Polygon offers scalability for Ethereum that can improve the experience of the developer with complete tech sovereignty, designs without permissions needed, and even great security solutions. Users will find that the instant and low-gas transactions and the high compatibility with other tools can be a great experience.
Other Benefits of MATIC Polygon
The Polygon blockchain offers a high level of interoperability where they can communicate with each other as well as with Ethereum’s network. There are two kinds of blockchain networks being offered here: standalone chains and secured chains.
The secured chains are a network where security is offered as a service instead of focusing on using different validator pools. This chain offers this service through shared pools where professional validators come through and the Ethereum network too. You will receive improved security but at the expense of some agility and independence.

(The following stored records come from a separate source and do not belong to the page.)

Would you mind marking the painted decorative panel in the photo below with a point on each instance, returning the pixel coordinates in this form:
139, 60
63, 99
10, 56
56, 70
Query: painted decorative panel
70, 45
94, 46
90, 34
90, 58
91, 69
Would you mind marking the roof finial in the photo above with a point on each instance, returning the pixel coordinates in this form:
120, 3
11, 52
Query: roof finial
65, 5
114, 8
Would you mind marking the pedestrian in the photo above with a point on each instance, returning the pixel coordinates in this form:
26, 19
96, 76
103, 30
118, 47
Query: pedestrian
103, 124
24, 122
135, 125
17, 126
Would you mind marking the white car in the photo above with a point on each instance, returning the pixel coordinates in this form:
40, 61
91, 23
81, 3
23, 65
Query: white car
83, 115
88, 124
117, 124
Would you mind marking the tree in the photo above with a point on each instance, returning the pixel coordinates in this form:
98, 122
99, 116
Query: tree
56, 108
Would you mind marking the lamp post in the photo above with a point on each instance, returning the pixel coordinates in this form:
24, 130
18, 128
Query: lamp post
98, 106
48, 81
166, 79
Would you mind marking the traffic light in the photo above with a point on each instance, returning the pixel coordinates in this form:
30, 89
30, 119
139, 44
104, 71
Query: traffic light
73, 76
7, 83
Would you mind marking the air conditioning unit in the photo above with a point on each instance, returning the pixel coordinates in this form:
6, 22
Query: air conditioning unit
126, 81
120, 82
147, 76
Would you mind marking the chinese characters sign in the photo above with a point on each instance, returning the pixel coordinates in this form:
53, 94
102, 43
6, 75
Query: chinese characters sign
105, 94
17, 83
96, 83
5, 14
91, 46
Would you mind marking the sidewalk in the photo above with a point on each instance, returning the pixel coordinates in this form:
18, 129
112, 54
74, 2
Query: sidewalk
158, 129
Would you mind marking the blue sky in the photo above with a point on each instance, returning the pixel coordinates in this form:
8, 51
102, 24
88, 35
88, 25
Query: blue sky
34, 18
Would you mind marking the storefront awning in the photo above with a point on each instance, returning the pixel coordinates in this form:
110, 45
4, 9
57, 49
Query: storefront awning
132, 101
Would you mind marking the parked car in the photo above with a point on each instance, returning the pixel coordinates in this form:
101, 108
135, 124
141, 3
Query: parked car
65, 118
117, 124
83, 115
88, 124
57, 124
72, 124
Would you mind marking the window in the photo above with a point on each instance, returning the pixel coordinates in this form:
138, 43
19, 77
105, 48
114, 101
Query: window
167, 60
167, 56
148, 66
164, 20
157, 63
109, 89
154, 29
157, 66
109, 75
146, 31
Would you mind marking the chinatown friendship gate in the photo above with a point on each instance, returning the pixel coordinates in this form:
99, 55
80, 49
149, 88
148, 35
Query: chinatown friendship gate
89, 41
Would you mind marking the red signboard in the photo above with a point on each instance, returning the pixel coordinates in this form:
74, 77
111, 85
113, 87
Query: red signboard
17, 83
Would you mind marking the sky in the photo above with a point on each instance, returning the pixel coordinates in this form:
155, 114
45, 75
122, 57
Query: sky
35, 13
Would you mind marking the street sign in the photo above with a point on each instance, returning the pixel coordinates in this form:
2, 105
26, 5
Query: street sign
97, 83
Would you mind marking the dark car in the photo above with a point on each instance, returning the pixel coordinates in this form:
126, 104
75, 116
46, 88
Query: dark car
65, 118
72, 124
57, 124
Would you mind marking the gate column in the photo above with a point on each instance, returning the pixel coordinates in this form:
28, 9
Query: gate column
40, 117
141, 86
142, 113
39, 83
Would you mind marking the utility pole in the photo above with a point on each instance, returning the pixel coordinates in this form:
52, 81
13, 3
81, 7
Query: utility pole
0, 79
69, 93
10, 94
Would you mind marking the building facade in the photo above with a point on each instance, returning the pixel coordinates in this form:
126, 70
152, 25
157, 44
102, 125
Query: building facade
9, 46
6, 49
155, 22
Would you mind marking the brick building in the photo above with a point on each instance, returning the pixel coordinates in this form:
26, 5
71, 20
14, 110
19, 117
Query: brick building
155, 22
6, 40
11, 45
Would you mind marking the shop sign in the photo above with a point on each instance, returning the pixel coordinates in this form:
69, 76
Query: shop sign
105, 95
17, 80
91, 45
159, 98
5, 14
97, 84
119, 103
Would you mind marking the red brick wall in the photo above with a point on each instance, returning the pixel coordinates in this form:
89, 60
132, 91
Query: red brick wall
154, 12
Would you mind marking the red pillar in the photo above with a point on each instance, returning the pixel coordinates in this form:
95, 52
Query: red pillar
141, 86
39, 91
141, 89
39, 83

The standalone chains are full-fledged sovereign networks that have a huge, independent range of professional validators. The chain can give agility and independence to users but comes at the cost of security that is hard to establish -security can be achieved; it is just hard to implement.
Who Invented Polygon?
Polygon was launched by Sandeep Nailwal, Jaynti Kanani, Anurag Arjun, and Mihailo Bjeli in 2017. The main members of the team had also contributed heavily to the development of the Ethereum network and ecosystem before they started working on Polygon. Kanani has plenty of experience as an engineer and a full-stack developer. Jaynti Kanani is currently serving as the CEO of Polygon.
Polygon is definitely an emerging leader in solutions for scalability when it comes to blockchain technology. It does have competition from platforms like Skale, Polkadot, Cosmos, and Avalanche, but Polygon’s position with Ethereum serves it well. If the Ethereum network starts to falter, it may have an impact on Polygon too.
One major advantage that Polygon has is that it has been adopted by many big and small projects. There are already more than 100 applications that are hosted on the sidechains offered by Polygon. The adoption of the tech is only increasing, with users being drawn to the low fees and modular nature.
It is well-positioned to do well in the market and is all set to continue to make an impact among investors.